Für die katholische Provinzpresse bot dieser heilige Krieg auch eine Chance, die religiöse Disziplin in der Heimat zu festigen, um dem säkularen Einfluss der Revolution entgegenzuwirken und die Kirche wieder ins Zentrum des nationalen Lebens zu rücken. Franzosen, die 1848 auf entgegengesetzten Seiten der Barrikaden gestanden hatten, sollten nun durch die Verteidigung ihres Glaubens wiedervereinigt werden.39

Napoleon machte sich diese Idee zunutze. Zweifellos glaubte er, dass ein glorreicher Krieg die Nation mit der tyrannischen Armee seines Staatsstreichs versöhnen werde. Sein Enthusiasmus wurde jedoch nie wirklich vom französischen Volk geteilt, das dem Streit um das Heilige Land und der Orientalischen Frage gegenüber insgesamt gleichgültig blieb, sogar nachdem es von der Schlacht bei Sinope erfahren hatte. Napoleon sprach davon, den »Pfad der Ehre« einzuschlagen und die russische Aggression zu bekämpfen; und es war die Presse, welche die »Empörung der französischen Öffentlichkeit« zum Ausdruck brachte. Doch laut den Berichten der Ortspräfekten waren die gewöhnlichen Menschen ungerührt. Obwohl die Franzosen in viel größerer Zahl als die Briten auf der Krim kämpfen und sterben sollten, waren sie über die Kriegsursachen nie so aufgebracht wie ihre Verbündeten. Im Gegenteil, ihnen missfiel der Gedanke an einen Krieg, in dem sie mit den Engländern, ihren traditionellen Feinden, alliiert sein würden. Weithin herrschte die Meinung, Frankreich werde in einen Krieg für britische Imperialinteressen hineingezogen ein Thema, das die Opposition gegen Napoleon immer wieder ansprach und dafür den Preis zahlen. Insbesondere die Geschäftswelt lehnte den Krieg ab, da sie mit höheren Steuern und einer Belastung der Wirtschaft rechnete. Man sagte voraus, der Krieg werde vor Ablauf eines Jahres so unpopulär sein, dass Frankreich keine andere Wahl haben werde, als um Frieden nachzusuchen.

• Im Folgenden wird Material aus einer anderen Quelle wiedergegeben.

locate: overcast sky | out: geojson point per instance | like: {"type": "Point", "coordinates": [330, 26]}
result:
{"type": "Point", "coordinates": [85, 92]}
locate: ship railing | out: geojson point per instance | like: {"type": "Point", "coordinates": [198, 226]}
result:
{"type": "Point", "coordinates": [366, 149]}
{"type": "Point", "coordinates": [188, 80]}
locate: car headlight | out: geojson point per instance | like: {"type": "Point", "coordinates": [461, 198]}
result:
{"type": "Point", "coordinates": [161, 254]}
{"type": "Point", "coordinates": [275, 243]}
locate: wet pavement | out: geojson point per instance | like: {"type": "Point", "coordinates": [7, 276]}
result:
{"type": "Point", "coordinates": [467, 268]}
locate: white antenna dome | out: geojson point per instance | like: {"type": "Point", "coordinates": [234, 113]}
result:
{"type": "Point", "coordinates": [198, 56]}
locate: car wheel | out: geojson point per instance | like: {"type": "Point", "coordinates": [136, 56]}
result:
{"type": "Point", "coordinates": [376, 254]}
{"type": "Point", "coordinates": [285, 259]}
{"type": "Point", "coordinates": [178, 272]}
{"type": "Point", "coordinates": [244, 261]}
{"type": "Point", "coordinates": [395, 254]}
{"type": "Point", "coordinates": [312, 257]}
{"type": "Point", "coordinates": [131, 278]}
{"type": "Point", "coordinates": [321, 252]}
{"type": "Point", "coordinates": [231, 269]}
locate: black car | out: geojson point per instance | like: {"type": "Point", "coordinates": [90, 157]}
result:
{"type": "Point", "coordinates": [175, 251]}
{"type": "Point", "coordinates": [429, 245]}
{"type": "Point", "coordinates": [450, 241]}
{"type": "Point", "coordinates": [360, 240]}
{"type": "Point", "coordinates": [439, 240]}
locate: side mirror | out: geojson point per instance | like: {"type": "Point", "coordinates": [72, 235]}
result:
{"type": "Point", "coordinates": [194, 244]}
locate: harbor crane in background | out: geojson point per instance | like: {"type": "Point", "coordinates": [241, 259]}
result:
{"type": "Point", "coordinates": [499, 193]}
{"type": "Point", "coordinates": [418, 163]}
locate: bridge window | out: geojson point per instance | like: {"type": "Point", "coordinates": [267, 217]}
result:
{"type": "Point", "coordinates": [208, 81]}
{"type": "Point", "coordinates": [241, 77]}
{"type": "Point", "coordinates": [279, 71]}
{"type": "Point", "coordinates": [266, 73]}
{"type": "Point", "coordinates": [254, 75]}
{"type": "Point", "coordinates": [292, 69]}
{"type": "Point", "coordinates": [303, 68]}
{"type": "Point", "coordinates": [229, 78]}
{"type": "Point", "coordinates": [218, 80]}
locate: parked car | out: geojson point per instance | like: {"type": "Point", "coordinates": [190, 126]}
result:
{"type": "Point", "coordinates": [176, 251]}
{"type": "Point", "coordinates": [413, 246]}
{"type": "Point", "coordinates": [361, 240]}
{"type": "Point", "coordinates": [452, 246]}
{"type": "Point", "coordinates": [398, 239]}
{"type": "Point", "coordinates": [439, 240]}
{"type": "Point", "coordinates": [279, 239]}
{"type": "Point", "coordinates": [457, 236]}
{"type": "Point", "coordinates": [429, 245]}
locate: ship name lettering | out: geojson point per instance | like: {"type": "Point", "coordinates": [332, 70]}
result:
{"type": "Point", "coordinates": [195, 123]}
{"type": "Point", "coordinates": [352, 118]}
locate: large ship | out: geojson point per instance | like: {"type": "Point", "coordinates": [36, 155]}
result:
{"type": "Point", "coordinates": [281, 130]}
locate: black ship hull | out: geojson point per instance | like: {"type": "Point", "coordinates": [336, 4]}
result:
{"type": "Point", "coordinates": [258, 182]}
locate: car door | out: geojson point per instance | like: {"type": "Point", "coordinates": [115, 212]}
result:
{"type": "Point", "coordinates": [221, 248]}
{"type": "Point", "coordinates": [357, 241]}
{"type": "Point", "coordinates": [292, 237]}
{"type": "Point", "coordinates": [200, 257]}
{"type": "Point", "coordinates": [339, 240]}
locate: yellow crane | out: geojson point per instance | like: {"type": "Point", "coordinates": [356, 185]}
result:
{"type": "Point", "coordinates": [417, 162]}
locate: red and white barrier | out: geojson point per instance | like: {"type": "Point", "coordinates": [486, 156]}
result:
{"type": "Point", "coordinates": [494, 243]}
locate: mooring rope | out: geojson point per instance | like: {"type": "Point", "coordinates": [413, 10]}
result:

Gegen Ende Januar hatten Antikriegsgefühle auch auf das Gefolge des Kaisers übergegriffen. Auf einer Versammlung hoher Amtsträger, die Napoleon einberufen hatte, um über den russischen Protest gegen die Ankunft der französischen und britischen Flotte am 4. Januar im Schwarzen Meer zu sprechen, empfahlen zwei der engsten politischen Verbündeten des Kaisers, Finanzminister Jean Bineau und Staatsrat Achille Fould, eine Einigung mit Russland, um ein Abgleiten in den Krieg zu verhindern. Sie waren besorgt über den Mangel an militärischen Vorbereitungen, denn die Armee war in den ersten Monaten des Jahres 1854 weder mobilisiert noch kriegsbereit, da man sie verringert hatte, um britische Ängste vor einer französischen Invasion nach dem Putsch vom Dezember 1851 auszuräumen. Bineau drohte für den Fall des Kriegsausbruchs sogar mit Rücktritt, da es unmöglich sein werde, die erforderlichen Steuern ohne größere soziale Unruhen zu erheben (eine Drohung, die er nicht wahrmachte). Napoleon sah sich durch diese abweichenden Stimmen so weit ernüchtert, dass er seine Kriegspläne noch einmal überdachte und die Suche nach einer diplomatischen Beilegung der Krise erneuerte. Am 29. Januar schrieb er direkt an den Zaren und bot an, mit Vermittlung Österreichs ein Abkommen auszuhandeln. Als Grundlage dafür könne das Angebot der Franzosen und Briten dienen, ihre Flotten aus dem Schwarzen Meer zurückzubeordern, wenn der Zar seine Soldaten aus den Donaufürstentümern abzog. Napoleons Schreiben wurde umgehend veröffentlicht, womit er der besorgten französischen Öffentlichkeit beweisen wollte, dass er sich mit allen Kräften für den Frieden einsetzte, wie er Baron Hübner, dem österreichischen Botschafter in Paris, anvertraute.40

Palmerston und seine Kriegspartei behielten die Franzosen aufmerksam im Auge. Ihre Befürchtung war, dass Napoleon einer militärischen Konfrontation mit Russland in letzter Minute ausweichen würde, und sie setzten alle ihnen zur Verfügung stehenden Mittel ein, um seine Entschlossenheit zu festigen und seine Bemühungen um eine diplomatische Lösung zu untergraben. Nicht die Franzosen, sondern die Briten wollten den Krieg, und sie machten sich Anfang 1854 am energischsten dafür stark.

* * *

Den Briten wurde ihre Aufgabe durch die Unversöhnlichkeit des Zaren erleichtert. Am 16. Februar brach Russland die Beziehungen zu Großbritannien und Frankreich ab und rief die Botschafter aus London und Paris zurück. Fünf Tage später lehnte der Zar Napoleons Vorschlag für ein Quid pro quo zum Schwarzen Meer und den Fürstentümern ab. Stattdessen regte er an, dass die westlichen Flotten die Türken daran hindern sollten, Waffen an die russischen Schwarzmeerküsten zu befördern ein klarer Hinweis auf die Ursachen von Sinope. Allein unter dieser Bedingung sei er bereit, mit den Gesandten der Hohen Pforte in St. Petersburg zu verhandeln. Da Nikolaus wusste, dass er mit seiner trotzigen Haltung einen Krieg provozierte, warnte er Napoleon, Russland werde im Jahr 1854 dasselbe sein wie im Jahr 1812.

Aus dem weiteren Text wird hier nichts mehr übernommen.